Cavadoras de Ouro (Gold Diggers of 1933 – 1933)
Serpente de Luxo (Baby Face – 1933)
A década de 30 é a minha favorita no cinema por vários
motivos, a riqueza única dos projetos crepusculares do pré-code é um deles. O breve
período entre os primeiros experimentos sonoros e a censura do código de
produção é fascinante, os roteiros abordavam corajosamente temas como
prostituição, drogas, homossexualidade, violência extrema e promiscuidade. “Monstros”,
de Tod Browning, grande exemplo, protagonizado por artistas de circo com deformidades
físicas reais, o tipo de obra que jamais receberia sinal verde hoje em dia. O "Código Hays", como ficou popularmente conhecido, como toda atitude nascida do conservadorismo hipócrita, sempre reforçado pela voz de um pregador religioso, buscava envolver Hollywood no manto da moralidade dos homens de bem da época. Alguns diretores mais ousados, como Otto Preminger, ajudaram a enfraquecer este grito de estupidez, forçando os limites do que era aceitável mostrar em seus filmes. Após
a censura, até mesmo a simples cena de um casal que compartilha a mesma cama
estava fora de questão. Dentre todos os clássicos que amo nesta fase, destaco o
musical “Cavadoras de Ouro” e o drama “Serpente de Luxo”.

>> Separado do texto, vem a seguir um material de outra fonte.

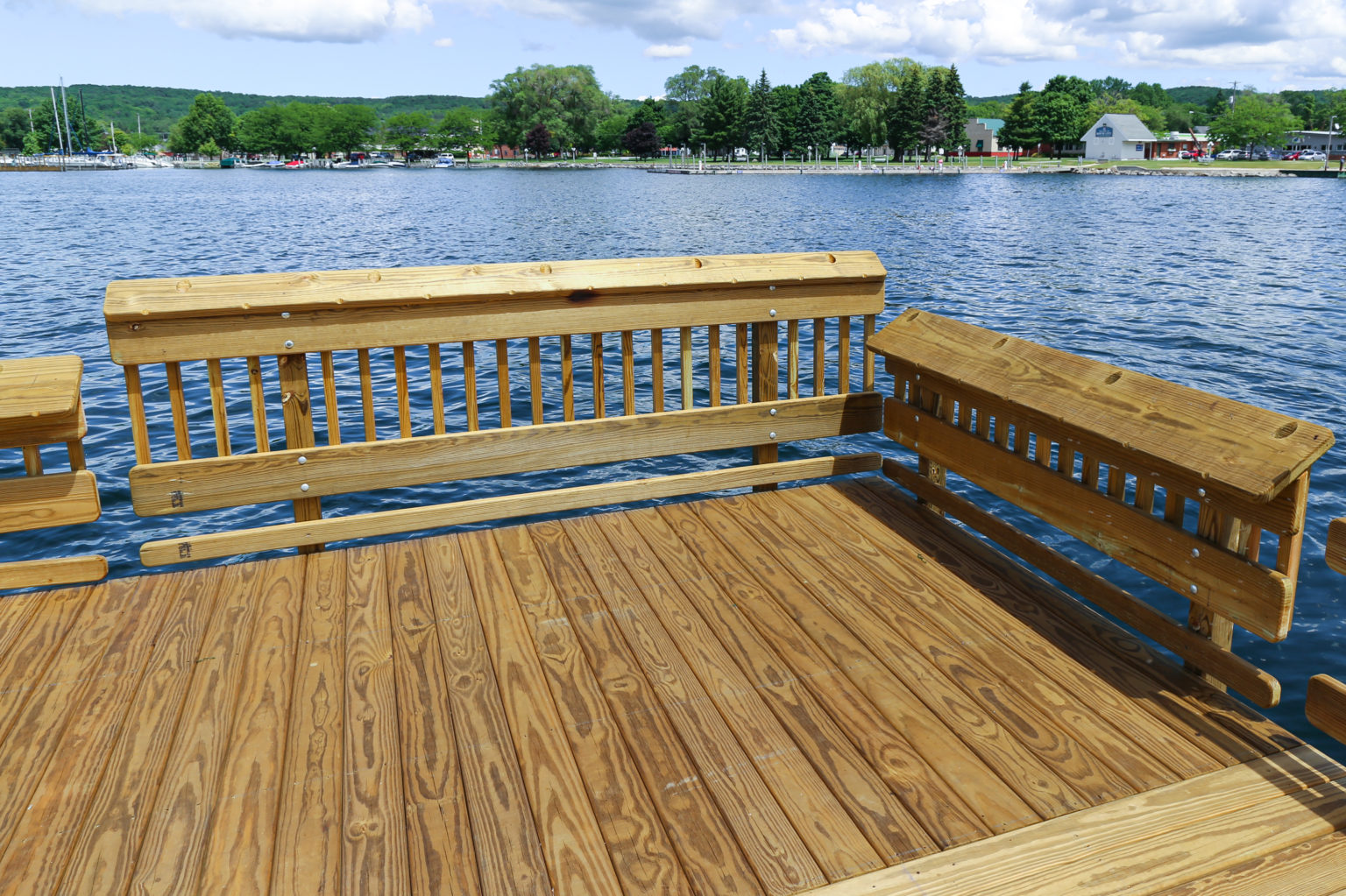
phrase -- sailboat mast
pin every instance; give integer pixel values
(70, 136)
(55, 122)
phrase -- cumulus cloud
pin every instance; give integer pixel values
(668, 50)
(322, 20)
(668, 22)
(1285, 38)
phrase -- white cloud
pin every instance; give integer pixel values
(668, 50)
(323, 20)
(665, 22)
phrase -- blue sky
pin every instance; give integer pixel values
(386, 47)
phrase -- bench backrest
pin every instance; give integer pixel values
(655, 356)
(1202, 494)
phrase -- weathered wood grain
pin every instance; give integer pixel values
(571, 841)
(437, 833)
(308, 821)
(711, 857)
(637, 841)
(509, 856)
(374, 857)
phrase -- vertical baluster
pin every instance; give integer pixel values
(330, 399)
(502, 383)
(657, 368)
(261, 434)
(535, 377)
(712, 341)
(180, 411)
(766, 384)
(136, 401)
(627, 373)
(820, 383)
(366, 396)
(597, 353)
(567, 378)
(843, 354)
(298, 413)
(404, 393)
(740, 351)
(436, 388)
(217, 406)
(791, 358)
(470, 384)
(685, 365)
(74, 451)
(868, 356)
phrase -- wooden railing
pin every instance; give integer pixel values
(421, 376)
(1202, 494)
(40, 408)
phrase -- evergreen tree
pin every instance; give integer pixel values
(760, 124)
(818, 115)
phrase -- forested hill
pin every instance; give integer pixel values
(159, 108)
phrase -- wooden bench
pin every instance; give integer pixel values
(726, 316)
(39, 406)
(1186, 487)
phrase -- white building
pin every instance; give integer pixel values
(1117, 136)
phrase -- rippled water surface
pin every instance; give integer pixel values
(1232, 286)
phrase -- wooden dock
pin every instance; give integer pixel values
(818, 689)
(825, 689)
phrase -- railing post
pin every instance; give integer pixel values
(298, 413)
(766, 359)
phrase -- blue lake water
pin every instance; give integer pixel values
(1232, 286)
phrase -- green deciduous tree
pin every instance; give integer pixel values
(1255, 120)
(565, 100)
(209, 118)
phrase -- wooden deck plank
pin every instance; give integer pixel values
(37, 730)
(39, 838)
(818, 817)
(1313, 868)
(924, 597)
(374, 857)
(243, 837)
(1140, 843)
(1024, 643)
(813, 604)
(711, 857)
(942, 783)
(771, 845)
(110, 832)
(1152, 681)
(637, 843)
(893, 629)
(437, 829)
(509, 857)
(308, 823)
(32, 646)
(572, 843)
(173, 846)
(875, 808)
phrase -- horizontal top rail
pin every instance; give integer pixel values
(39, 401)
(1223, 446)
(130, 300)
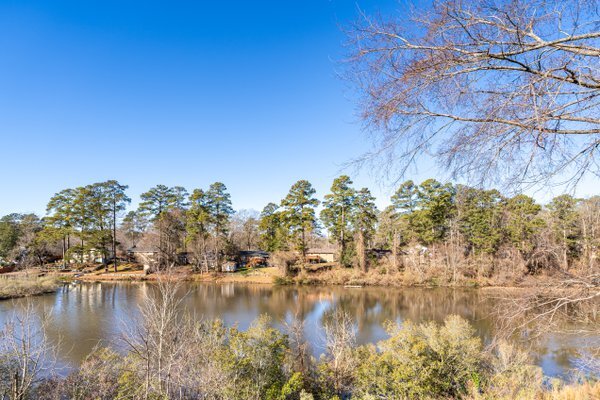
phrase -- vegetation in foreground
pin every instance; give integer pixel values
(171, 356)
(24, 286)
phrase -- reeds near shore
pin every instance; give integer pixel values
(14, 287)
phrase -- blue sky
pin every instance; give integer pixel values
(179, 93)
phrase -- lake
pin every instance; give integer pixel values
(90, 313)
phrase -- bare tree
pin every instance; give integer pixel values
(340, 339)
(503, 91)
(160, 338)
(27, 356)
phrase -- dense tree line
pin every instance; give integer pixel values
(466, 231)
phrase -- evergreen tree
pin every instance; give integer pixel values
(117, 200)
(134, 225)
(198, 226)
(364, 220)
(564, 216)
(219, 202)
(432, 212)
(270, 227)
(156, 202)
(523, 223)
(481, 213)
(336, 215)
(9, 234)
(60, 222)
(299, 214)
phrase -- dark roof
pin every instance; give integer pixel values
(136, 249)
(321, 251)
(253, 253)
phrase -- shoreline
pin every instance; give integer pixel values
(263, 276)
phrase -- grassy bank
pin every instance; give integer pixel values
(21, 286)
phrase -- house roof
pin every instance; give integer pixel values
(253, 253)
(317, 250)
(136, 249)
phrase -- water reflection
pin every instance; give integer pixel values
(88, 314)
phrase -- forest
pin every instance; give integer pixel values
(433, 232)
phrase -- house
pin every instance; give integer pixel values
(145, 256)
(229, 266)
(380, 253)
(253, 258)
(317, 256)
(91, 255)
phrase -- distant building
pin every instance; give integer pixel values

A indústria ainda estava aprendendo a trabalhar a linguagem
do musical de forma visualmente interessante, que fugisse do teatro filmado das
primeiras tentativas, quando o coreógrafo Busby Berkeley demonstrou que havia
esperança em “Whoopee! ”, de 1930, belo cartão de visitas. Ao representar com
sua visão caleidoscópica os bastidores da Broadway em “Rua 42” e “Cavadoras de
Ouro”, lançados no mesmo ano, ele injetou frescor no gênero. Com direção do
sempre competente Mervyn LeRoy e a presença marcante de Joan Blondell, Aline
MacMahon, Ruby Keeler, Dick Powell e Ginger Rogers, a trama se alimentava do
drama da grande depressão para mostrar que a arte é capaz de resgatar a
dignidade do indivíduo. Existem vários momentos maravilhosos de insinuação de
nudez, vestidos reveladores, mas há uma sequência musical que é inesquecível
pelo alto nível de erotismo, “Pettin’ in the Park”, em que um bebê maroto,
vivido por Billy Barty, um anão de nove anos, age como sorridente voyeur ao
espiar mulheres trocando de roupa, e, como se já não bastasse, finaliza com um
rapaz utilizando um abridor de latas para atravessar a armadura de castidade de
uma garota. E vale ressaltar também a opção por terminar o filme em tom amargo
e intensamente crítico, “Remember my Forgotten Man”, cantada por Joan Blondell,
quebrando todas as regras, utiliza o palco como janela para a realidade brutal
dos veteranos da Primeira Guerra Mundial, mentalmente perturbados e viciados em
drogas consumidas no tempo em serviço, que não conseguiam se integrar de volta
à sociedade. A grandeza deste desfecho me arrepia e me emociona sempre em
revisões.
Em “Serpente de Luxo”, com direção de Alfred E. Green a
partir de uma história de Darryl F. Zanuck, magnata da indústria de cinema que
sabia exatamente do que estava tratando, Barbara Stanwyck vive Lily, uma jovem de
família pobre que foi explorada durante a infância e adolescência pelo pai, um
jogador bêbado que a oferecia sexualmente para amigos influentes em troca de
favores políticos. Chico, a empregada vivida por Theresa Harris, havia acabado
de ser despedida por quebrar uma bandeja de taças, quando a jovem parte para
cima do pai em defesa dela, um laço de amizade com clara insinuação de
homossexualidade trabalhado no roteiro que, especialmente em um período intensamente
racista, merece ser salientado pela tremenda coragem. Lily então decide subir
socialmente na vida revidando sem piedade os abusos sofridos, aconselhada pelas
leituras de Nietzsche, devolvendo na mesma moeda, explorando todos os homens
que encontra pela frente. Ela, em uma sequência visualmente brilhante, galga rapidamente
degraus no prédio do banco em que trabalha ao se oferecer sexualmente para seus
superiores, com a câmera acompanhando sua jornada pelo lado de fora do edifício,
evidenciando as melhorias de cargo. A natureza da protagonista vai contra tudo
o que os censores tentavam celebrar na época.